Reynolds Number Calculator — Turbulent vs Laminar Flow in Dairy Pipes
Calculate Reynolds number for flow in dairy pipelines. Determine if flow is laminar or turbulent for CIP design, heat transfer, and pressure drop calculations.
What is the Reynolds Number?
The Reynolds Number (Re) is a dimensionless number that predicts whether flow in a pipe is laminar (smooth, layered) or turbulent (chaotic, mixing).
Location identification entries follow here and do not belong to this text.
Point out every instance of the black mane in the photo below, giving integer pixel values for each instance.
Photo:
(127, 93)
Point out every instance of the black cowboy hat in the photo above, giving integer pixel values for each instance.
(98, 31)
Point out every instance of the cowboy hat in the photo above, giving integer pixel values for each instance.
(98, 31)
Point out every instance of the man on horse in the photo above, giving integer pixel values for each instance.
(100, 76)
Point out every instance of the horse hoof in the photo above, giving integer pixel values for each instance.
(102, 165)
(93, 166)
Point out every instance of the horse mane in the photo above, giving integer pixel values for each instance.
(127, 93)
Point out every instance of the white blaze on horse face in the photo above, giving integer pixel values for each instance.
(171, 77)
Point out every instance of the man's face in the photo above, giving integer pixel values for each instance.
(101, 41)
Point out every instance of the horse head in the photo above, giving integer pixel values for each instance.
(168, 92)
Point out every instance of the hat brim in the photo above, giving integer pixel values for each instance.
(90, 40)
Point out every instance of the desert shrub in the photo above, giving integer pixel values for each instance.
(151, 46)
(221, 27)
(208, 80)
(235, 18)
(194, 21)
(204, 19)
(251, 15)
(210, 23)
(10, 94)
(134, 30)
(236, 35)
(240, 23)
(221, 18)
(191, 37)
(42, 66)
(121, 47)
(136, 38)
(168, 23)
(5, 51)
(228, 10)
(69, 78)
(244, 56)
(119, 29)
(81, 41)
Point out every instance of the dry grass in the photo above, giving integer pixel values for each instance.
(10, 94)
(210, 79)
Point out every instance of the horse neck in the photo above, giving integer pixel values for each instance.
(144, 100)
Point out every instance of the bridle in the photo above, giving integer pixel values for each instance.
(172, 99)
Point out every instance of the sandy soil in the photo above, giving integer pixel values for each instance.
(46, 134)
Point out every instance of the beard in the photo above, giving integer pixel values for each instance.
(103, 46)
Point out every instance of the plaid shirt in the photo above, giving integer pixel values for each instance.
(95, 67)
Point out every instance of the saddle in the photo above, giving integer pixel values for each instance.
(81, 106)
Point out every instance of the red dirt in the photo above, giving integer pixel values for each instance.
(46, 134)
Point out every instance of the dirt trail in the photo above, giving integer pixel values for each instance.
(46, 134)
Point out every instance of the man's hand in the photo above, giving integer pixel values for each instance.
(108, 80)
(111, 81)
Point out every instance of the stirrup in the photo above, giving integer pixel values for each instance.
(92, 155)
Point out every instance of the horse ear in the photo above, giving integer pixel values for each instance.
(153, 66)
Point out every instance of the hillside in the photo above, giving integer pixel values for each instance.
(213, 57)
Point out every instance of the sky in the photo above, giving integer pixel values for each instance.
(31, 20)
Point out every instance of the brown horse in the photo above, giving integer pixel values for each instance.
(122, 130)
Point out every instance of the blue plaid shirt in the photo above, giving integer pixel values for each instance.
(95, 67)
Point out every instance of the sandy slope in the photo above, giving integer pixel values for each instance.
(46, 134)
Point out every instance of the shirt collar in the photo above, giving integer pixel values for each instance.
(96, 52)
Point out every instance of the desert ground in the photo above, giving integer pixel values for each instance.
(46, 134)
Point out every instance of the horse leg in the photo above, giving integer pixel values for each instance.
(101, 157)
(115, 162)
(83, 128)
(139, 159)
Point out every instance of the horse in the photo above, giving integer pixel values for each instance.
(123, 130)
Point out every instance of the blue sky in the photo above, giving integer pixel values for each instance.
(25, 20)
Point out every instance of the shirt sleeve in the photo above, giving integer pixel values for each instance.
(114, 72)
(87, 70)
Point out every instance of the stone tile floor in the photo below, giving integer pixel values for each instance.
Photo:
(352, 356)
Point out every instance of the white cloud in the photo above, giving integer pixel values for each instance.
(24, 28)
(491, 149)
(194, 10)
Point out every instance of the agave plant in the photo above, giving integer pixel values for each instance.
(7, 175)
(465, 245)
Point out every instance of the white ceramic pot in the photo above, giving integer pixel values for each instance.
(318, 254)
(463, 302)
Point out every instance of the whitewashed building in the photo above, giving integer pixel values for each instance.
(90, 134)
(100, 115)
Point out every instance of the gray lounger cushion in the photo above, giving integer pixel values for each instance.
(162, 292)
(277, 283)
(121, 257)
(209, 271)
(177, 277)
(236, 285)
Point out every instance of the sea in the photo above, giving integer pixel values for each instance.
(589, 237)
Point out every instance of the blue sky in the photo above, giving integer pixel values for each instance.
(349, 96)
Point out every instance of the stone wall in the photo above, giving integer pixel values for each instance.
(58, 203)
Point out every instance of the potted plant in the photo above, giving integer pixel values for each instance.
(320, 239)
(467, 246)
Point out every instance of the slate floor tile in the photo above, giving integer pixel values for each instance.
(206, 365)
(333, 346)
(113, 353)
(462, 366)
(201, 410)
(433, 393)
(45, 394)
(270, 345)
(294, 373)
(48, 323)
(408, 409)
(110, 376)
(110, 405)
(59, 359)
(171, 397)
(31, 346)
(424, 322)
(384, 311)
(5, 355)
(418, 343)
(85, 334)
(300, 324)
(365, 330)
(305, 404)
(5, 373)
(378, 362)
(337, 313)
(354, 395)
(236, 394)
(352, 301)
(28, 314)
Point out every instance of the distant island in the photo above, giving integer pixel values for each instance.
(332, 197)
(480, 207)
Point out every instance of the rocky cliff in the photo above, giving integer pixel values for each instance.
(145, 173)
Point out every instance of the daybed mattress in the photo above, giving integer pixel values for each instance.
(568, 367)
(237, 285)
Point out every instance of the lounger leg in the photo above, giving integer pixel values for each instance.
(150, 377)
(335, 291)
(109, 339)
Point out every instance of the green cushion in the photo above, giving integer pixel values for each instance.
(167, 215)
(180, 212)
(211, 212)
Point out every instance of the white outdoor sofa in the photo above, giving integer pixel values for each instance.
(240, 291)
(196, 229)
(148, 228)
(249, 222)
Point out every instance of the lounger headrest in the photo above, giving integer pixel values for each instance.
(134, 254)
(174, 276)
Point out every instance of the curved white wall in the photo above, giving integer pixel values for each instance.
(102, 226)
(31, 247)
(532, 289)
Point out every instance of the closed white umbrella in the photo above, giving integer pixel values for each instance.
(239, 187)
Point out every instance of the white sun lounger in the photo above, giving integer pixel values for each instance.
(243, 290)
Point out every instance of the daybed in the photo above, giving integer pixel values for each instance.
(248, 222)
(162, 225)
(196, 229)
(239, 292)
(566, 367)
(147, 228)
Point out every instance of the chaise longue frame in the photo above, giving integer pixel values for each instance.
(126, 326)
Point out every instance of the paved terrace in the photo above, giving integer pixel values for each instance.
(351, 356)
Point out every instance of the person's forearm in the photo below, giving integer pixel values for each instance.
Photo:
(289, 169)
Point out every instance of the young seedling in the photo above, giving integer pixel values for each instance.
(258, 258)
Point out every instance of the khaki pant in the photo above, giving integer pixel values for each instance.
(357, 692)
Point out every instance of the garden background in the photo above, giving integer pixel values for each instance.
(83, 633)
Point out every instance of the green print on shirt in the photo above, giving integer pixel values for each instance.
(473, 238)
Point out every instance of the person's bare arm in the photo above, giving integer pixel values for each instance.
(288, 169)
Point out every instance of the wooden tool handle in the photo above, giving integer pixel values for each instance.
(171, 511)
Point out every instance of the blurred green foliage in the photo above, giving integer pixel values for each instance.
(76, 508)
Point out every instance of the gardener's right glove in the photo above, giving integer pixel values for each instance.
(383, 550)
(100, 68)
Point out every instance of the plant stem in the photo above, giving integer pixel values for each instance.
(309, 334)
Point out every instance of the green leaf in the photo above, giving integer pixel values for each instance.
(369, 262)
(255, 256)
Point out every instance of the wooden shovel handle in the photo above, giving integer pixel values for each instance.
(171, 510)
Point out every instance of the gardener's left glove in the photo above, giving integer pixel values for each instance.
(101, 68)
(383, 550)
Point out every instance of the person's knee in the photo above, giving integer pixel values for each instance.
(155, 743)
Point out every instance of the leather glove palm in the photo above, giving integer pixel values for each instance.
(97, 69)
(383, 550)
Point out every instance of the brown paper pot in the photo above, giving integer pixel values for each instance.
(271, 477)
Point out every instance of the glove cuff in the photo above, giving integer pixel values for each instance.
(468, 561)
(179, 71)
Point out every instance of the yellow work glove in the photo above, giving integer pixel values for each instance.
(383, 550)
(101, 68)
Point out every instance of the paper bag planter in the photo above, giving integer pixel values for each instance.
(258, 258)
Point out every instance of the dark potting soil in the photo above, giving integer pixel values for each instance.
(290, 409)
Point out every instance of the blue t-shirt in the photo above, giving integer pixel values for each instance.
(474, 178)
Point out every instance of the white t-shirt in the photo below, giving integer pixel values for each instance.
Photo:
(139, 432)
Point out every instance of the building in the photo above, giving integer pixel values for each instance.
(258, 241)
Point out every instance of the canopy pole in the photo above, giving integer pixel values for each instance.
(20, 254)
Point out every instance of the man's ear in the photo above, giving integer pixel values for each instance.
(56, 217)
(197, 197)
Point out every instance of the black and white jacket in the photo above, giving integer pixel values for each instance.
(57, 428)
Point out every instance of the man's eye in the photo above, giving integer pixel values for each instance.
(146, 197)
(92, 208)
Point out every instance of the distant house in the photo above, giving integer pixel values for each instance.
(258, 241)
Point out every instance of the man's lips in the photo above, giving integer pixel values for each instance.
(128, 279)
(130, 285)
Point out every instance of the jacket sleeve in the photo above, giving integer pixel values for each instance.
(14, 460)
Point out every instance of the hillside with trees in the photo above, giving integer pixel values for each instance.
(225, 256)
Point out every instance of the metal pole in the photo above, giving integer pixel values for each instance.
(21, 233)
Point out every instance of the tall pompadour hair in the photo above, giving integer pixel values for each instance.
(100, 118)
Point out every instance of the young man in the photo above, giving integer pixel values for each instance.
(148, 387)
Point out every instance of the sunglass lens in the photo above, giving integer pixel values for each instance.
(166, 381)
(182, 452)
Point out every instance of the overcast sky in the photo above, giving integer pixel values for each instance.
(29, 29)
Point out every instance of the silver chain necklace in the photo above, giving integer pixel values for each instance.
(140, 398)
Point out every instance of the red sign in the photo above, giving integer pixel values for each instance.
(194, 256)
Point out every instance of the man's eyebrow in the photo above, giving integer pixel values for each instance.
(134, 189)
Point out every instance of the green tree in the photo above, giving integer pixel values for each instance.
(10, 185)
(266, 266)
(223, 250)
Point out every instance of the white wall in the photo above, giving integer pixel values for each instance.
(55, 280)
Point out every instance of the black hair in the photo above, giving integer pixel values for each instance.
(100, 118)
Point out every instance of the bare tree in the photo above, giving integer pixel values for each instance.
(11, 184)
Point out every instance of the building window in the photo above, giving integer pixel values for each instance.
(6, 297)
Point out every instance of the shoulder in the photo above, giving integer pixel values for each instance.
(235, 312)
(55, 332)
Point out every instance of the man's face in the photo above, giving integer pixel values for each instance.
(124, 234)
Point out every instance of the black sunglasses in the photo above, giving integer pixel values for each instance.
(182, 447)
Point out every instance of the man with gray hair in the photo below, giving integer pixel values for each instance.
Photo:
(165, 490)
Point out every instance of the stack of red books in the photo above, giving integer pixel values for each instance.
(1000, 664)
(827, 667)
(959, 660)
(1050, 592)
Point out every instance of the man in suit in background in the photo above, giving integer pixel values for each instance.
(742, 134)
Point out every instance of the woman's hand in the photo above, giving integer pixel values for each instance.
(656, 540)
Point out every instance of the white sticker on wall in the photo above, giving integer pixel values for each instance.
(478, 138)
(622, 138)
It is the single most important parameter in dairy pipeline hydraulics and CIP design.
Re = (ρ × v × D) / μ = (v × D) / ν
Where:
- ρ = fluid density (kg/m³)
- v = flow velocity (m/s)
- D = pipe internal diameter (m)
- μ = dynamic viscosity (Pa·s)
- ν = kinematic viscosity (m²/s) = μ/ρ
Flow Regimes
| Re | Flow Type | Significance |
|---|---|---|
| < 2,100 | Laminar | Poor mixing, poor heat transfer, poor CIP |
| 2,100 – 4,000 | Transitional | Unstable, avoid for CIP |
| > 4,000 | Turbulent | Good mixing, effective CIP, better heat transfer |
| > 10,000 | Fully turbulent | Ideal for PHE, CIP and heat transfer |
Critical for CIP Design
EHEDG and 3-A standards require turbulent flow (Re > 10,000) in dairy CIP circuits to ensure mechanical cleaning action on all internal pipe surfaces.
For minimum CIP velocity of 1.5 m/s in a 50 mm pipe with NaOH solution (≈ water viscosity at 70°C): Re ≈ (1.5 × 0.05) / 0.0000004 ≈ 187,500 ✓ Well into turbulent regime.
Fluid Properties for Dairy Pipelines
| Fluid | Temperature | Density (kg/m³) | Dynamic Viscosity (mPa·s) |
|---|---|---|---|
| Whole milk | 4°C | 1,036 | 4.2 |
| Whole milk | 20°C | 1,030 | 2.1 |
| Whole milk | 60°C | 1,015 | 0.9 |
| Skim milk | 20°C | 1,035 | 1.8 |
| Cream (40% fat) | 20°C | 994 | 8.0 |
| Water (CIP) | 20°C | 998 | 1.0 |
| Water (CIP) | 70°C | 978 | 0.40 |
| NaOH 1% (CIP) | 70°C | 980 | 0.40 |
Practical Tip
In dairy plants, warm milk (35–40°C) flows 3–4× easier than cold milk at 4°C due to viscosity reduction. This is why separation and standardization are always done warm.